Jessica Sanon, MBA'18: One of the BOLD 9: Brandeis' annual list of up-and-coming recent alumni

June 23, 2022

Illustration of Jessica Sanon, MBA'18, by Tal Friedlander
Illustration by Tal Friedlander

When Jessica Sanon, MBA’18, shared her personal story and pitched her business plan at the annual Heller Startup Challenge, she had no idea how deeply it would resonate with others. As a child and adolescent, Sanon excelled in math — so much so that she decided to major in math in college — yet she found herself failing Calculus 1 as a first-year college student.

“I learned that many women — especially BIPOC women — going into STEM end up switching fields because they didn’t have the option to take calculus in high school and/or had limited access to BIPOC leaders in the field. I realized that I was not the only one,” she says.

After graduating college and working for a year in the Commonwealth Corps, a Massachusetts state-funded internship program, Sanon joined Heller’s Social Impact MBA program with an idea: to start a company that bridges the gap between STEM education and math proficiency for BIPOC girls and young women. After succeeding in several campus pitch competitions, she founded sySTEMic flow in 2017.

Sanon’s sySTEMic flow offers rigorous math courses and connects youths with professionals and career opportunities in STEM. The programs focus on “transitional gaps,” such as the leap from middle school to high school, or high school to postsecondary opportunities. So far, sySTEMic flow programs have partnered with universities and schools as well as with nonprofit organizations like the United Way and EforAll in Roxbury, Massachusetts, and they’re rapidly becoming a national platform.

The organization’s holistic model goes beyond the classroom, incorporating socio-emotional learning and exposure to various STEM careers. Two key features separate sySTEMic flow from other academic-prep programs: a laser focus on serving BIPOC girls, and an emphasis on confidence and participation rather than on grades and test scores.

“In our programs, we don’t focus on the letter grade; instead, we look at whether the student feels confident and if they understand the skill sets they’re gaining,” says Sanon.
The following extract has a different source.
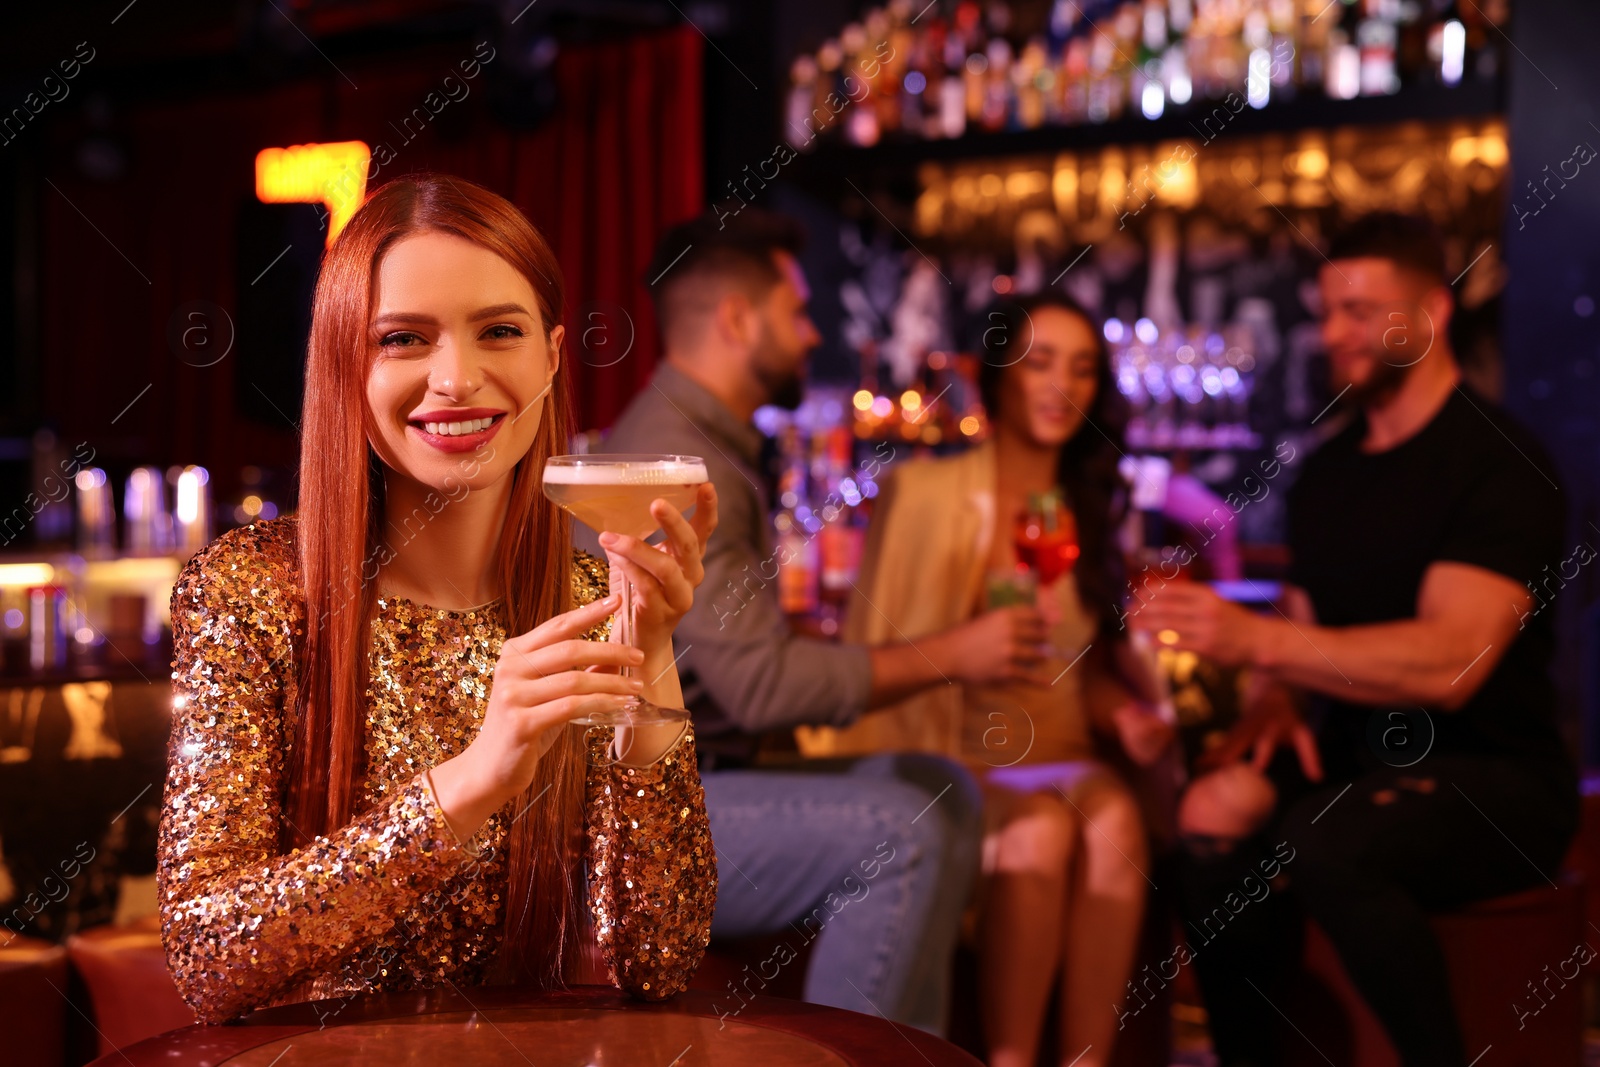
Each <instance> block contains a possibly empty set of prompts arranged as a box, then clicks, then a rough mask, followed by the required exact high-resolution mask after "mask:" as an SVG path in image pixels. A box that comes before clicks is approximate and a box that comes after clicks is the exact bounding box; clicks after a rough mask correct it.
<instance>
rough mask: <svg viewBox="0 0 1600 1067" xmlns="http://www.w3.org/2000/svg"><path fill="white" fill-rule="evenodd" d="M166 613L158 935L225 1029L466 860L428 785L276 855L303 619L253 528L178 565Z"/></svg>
mask: <svg viewBox="0 0 1600 1067" xmlns="http://www.w3.org/2000/svg"><path fill="white" fill-rule="evenodd" d="M171 608H173V643H174V664H173V667H174V669H173V694H174V721H173V733H171V742H170V753H168V773H166V793H165V801H163V809H162V824H160V841H158V867H157V873H158V889H160V912H162V941H163V944H165V945H166V961H168V966H170V969H171V973H173V977H174V981H176V984H178V990H179V992H181V993H182V997H184V1000H186V1001H189V1005H190V1008H194V1011H195V1016H197V1017H198V1019H200V1021H203V1022H221V1021H226V1019H230V1017H234V1016H238V1014H243V1013H245V1011H250V1009H253V1008H258V1006H262V1005H266V1003H270V1001H274V1000H278V998H282V997H283V995H285V993H288V992H290V990H291V989H293V987H294V985H298V984H299V982H302V981H306V979H307V977H310V976H314V974H317V973H322V971H326V969H331V968H334V966H338V965H339V963H341V961H342V960H346V958H347V957H350V955H352V953H354V952H357V950H358V949H360V947H362V945H363V944H370V942H371V941H373V939H376V937H379V936H381V934H384V933H386V931H387V929H389V928H392V926H394V923H395V918H397V917H400V915H402V913H403V912H405V910H406V907H408V905H410V904H413V902H416V901H418V897H419V896H421V894H424V893H427V891H430V889H435V888H437V886H438V885H440V883H442V881H443V880H445V878H448V877H450V873H453V872H456V870H459V869H461V865H464V864H466V862H469V859H467V857H466V853H464V849H462V848H461V846H459V843H458V841H456V838H454V837H453V833H451V832H450V827H448V824H446V822H445V817H443V813H442V811H440V808H438V805H437V803H435V800H434V797H432V793H430V792H429V790H427V784H426V781H424V779H422V777H416V779H411V781H410V782H408V784H403V785H402V787H400V789H398V790H397V793H395V795H394V797H392V798H390V800H389V801H387V803H384V805H381V806H378V808H374V809H371V811H368V813H365V814H363V816H360V817H358V819H355V821H354V822H350V824H349V825H346V827H344V829H342V830H339V832H336V833H333V835H330V837H326V838H322V837H318V838H315V841H314V843H312V845H309V846H306V848H301V849H294V851H290V853H285V851H283V849H280V846H278V840H280V838H278V835H280V829H282V824H283V819H285V813H283V795H285V784H286V781H285V779H286V766H285V765H286V758H285V757H286V745H285V736H283V731H285V718H283V710H285V707H286V704H288V699H290V693H291V686H293V638H294V633H296V630H298V629H301V627H302V625H304V621H302V617H304V601H302V600H301V597H299V592H298V582H296V581H294V571H293V552H291V549H290V550H288V552H286V550H285V544H282V541H275V539H274V537H272V536H267V534H262V533H259V531H258V530H254V528H245V530H238V531H232V533H229V534H224V537H221V539H219V541H218V542H214V544H213V545H211V547H210V549H206V550H205V552H202V553H200V555H197V557H195V558H194V560H190V561H189V565H187V566H186V568H184V571H182V574H181V576H179V579H178V584H176V585H174V589H173V605H171Z"/></svg>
Participants report that sySTEMic flow programs reconfirmed their interest in STEM and gave them the confidence to participate more in class. “Those are success stories,” explains Sanon. “The ultimate goal of what we do is confidence-building. Everything else will follow.”

In spring 2022, Brandeis recognized Sanon on its annual BOLD 9 list, which honors up-and-coming recent alumni who are fostering change, thought leadership and social impact. “I’m really honored that I was selected,” Sanon says. “That means our work is making a difference, and that Brandeis also values the underlying mission of sySTEMic flow: equity, access and opportunity for BIPOC girls.”